What about Christians, then? Will they become the equals of Israel’s Jews? Will they be able to return to the villages they were expelled from in 1948 and many years thereafter? (Let’s think of the village of Iqrit: in 1951, the Supreme Court ruled that the villagers could go back and inhabit their homes. But the military government found pretexts to refuse their return, and the Israeli army destroyed the entire village later that year.) Will Israel have a Christian prime minister soon? Or a president of the state?
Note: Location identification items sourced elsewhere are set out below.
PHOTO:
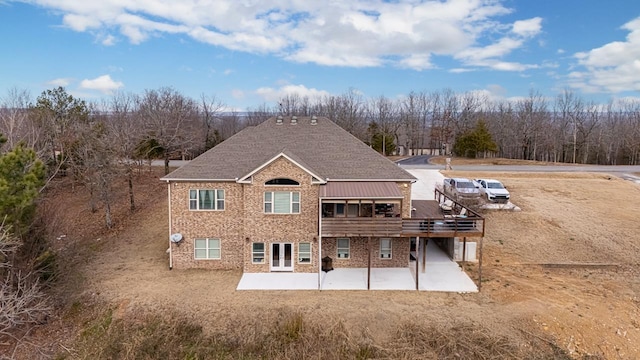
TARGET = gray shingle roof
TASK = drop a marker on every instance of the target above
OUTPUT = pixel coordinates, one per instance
(324, 149)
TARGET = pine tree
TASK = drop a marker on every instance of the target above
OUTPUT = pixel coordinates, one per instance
(21, 177)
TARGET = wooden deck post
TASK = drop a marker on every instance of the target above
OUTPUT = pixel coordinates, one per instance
(480, 266)
(424, 255)
(417, 261)
(464, 249)
(369, 267)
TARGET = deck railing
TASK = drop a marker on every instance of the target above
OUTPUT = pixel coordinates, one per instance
(394, 227)
(361, 226)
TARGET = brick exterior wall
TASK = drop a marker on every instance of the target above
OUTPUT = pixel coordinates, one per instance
(244, 222)
(359, 250)
(227, 225)
(283, 228)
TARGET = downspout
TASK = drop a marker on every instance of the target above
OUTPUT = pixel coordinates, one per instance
(170, 247)
(319, 244)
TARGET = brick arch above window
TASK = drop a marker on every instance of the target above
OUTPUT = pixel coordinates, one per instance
(282, 181)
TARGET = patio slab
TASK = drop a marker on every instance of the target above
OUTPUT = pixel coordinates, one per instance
(278, 281)
(356, 279)
(441, 274)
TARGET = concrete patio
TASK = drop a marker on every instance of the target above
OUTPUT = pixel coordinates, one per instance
(440, 274)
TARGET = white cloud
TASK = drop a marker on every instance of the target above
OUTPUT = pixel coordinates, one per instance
(614, 67)
(491, 55)
(108, 40)
(527, 28)
(237, 94)
(102, 83)
(364, 33)
(64, 82)
(272, 94)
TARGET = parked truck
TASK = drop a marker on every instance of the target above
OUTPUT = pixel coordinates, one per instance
(461, 189)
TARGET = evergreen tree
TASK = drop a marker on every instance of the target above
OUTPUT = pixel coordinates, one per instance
(21, 177)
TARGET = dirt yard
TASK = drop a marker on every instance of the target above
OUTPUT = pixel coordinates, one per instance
(564, 270)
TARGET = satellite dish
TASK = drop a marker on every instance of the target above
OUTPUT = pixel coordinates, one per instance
(176, 238)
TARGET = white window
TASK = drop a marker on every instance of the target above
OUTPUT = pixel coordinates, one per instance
(343, 248)
(282, 202)
(207, 248)
(385, 248)
(304, 253)
(257, 253)
(210, 199)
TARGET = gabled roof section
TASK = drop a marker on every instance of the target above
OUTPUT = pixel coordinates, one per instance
(323, 149)
(289, 157)
(360, 190)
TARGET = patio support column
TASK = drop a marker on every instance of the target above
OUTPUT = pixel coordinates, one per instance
(417, 261)
(464, 249)
(369, 266)
(480, 266)
(424, 254)
(320, 244)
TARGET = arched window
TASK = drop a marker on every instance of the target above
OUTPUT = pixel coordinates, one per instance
(281, 181)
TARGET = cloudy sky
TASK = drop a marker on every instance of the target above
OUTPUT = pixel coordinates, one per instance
(250, 52)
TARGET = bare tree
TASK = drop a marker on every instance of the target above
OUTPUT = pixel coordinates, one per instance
(385, 115)
(258, 115)
(171, 122)
(15, 123)
(210, 109)
(125, 134)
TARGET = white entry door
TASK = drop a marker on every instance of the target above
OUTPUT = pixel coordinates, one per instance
(281, 257)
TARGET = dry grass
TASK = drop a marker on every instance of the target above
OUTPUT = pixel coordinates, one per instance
(442, 160)
(285, 334)
(525, 310)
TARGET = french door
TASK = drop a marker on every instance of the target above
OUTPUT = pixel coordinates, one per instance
(281, 257)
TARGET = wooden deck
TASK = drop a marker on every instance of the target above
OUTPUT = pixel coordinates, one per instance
(428, 219)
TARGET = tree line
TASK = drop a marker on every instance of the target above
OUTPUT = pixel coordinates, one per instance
(95, 142)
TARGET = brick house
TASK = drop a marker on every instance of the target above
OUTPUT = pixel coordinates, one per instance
(283, 195)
History, policy, and reality respond with an overwhelming “no.” The population of Israel is 20% non-Jews, in addition to thousands of Russians, Asians, and Africans, both Jews and non-Jews. Yet the state discourse, policies, and practices insist on Israel’s Jewishness above all else. It is not interested in equality. It needs second-class citizens to be what it is.

In any situation of oppression, some of the oppressed direct their anger toward the oppressors. But some do not. Instead, they channel their frustration toward their peers, their fellow oppressed. They try to erase their past, hoping that the future will bring them a better lot in life, a new reality – and often, in the process, becoming more racist than their most bigoted neighbors. Nonetheless, history reminds us that these projections will never truly help the oppressed. Their oppressors will continue to see them as strangers – or, at best, as a fifth column, a group used to undermine their own country without ever gaining the respect of those who seek to serve them.